The Predictive Power of High-Performance Computing in Finance

HPC Financial Services

The principle of machine learning separates cleanly into three steps, namely calibration, validation, and verification.

Let us for the moment assume that the available data has been separated into two disjoint sets for training and validation.

Machine learning consists of the following three steps.

I. Calibration (a.k.a. training) is the process of taking a supervised learning algorithm and finding a set of parameters which approximates a desired target to a satisfactory degree when measured on the training data set.

II.Validation is the process of checking the performance of the calibrated learner on the previously unused part of the data.

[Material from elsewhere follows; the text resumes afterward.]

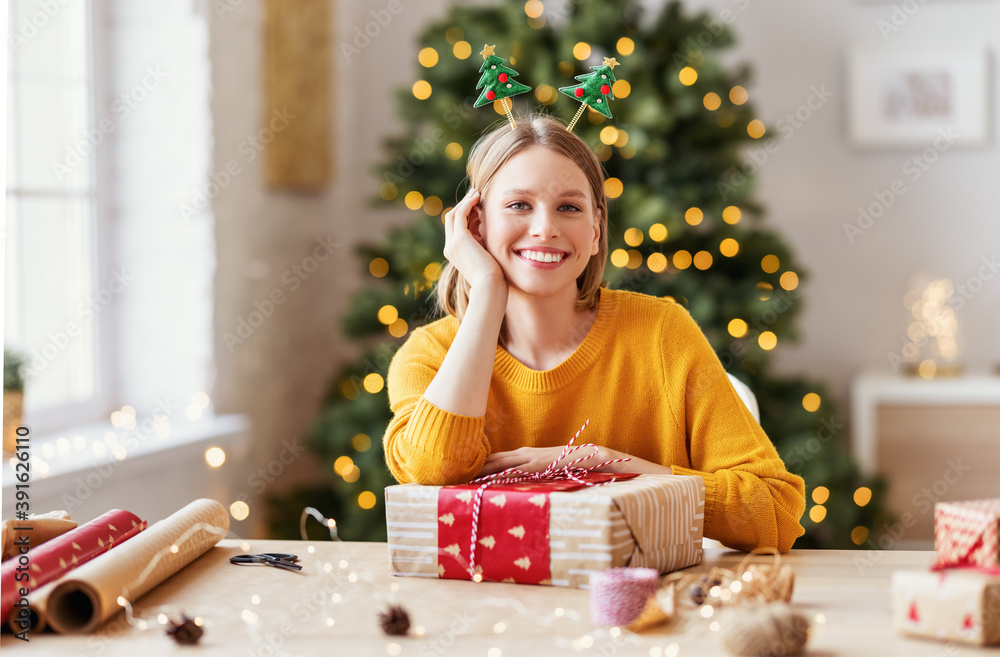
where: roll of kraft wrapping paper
[0,509,146,619]
[46,499,229,633]
[7,580,59,632]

III. Verification is the process of choosing our desired learner amongst a variety of algorithms based on their calibration and validation performances.

Once we have calibrated, validated, and verified our learner, we’re ready to deploy it on previously unseen data, i.e. we can run it out-of-sample. For trading algorithms, out-of-sample normally refers to the real-time investment process (whereas all previous steps work with historical data),

So let’s look at what exactly artificial intelligence means in this context.

I. A learner A is more intelligent than a learner B if it can learn the solution to at least as many problems as B.

II. General artificial intelligence is achieved when a learner is more intelligent than all other available learners.

When general artificial intelligence is achieved, verification (the third step above) becomes obsolete and machine learning reduces to a two-step routine.

However, more intelligent is not necessarily better. In a data-rich environment, the more intelligent an algorithm, the better. But in a data-poor environment, algorithmic intelligence can lead to very poor results out-of-sample.

An example of this phenomenon can easily be constructed by using neural networks. When working with neural networks, if the data sets for training and validation are finite, for every calibrated and validated supervised learner that depends on a certain parameter set, another supervised learner can be found which

  • has identical training and validation performance
  • and which has a much greater parameter set.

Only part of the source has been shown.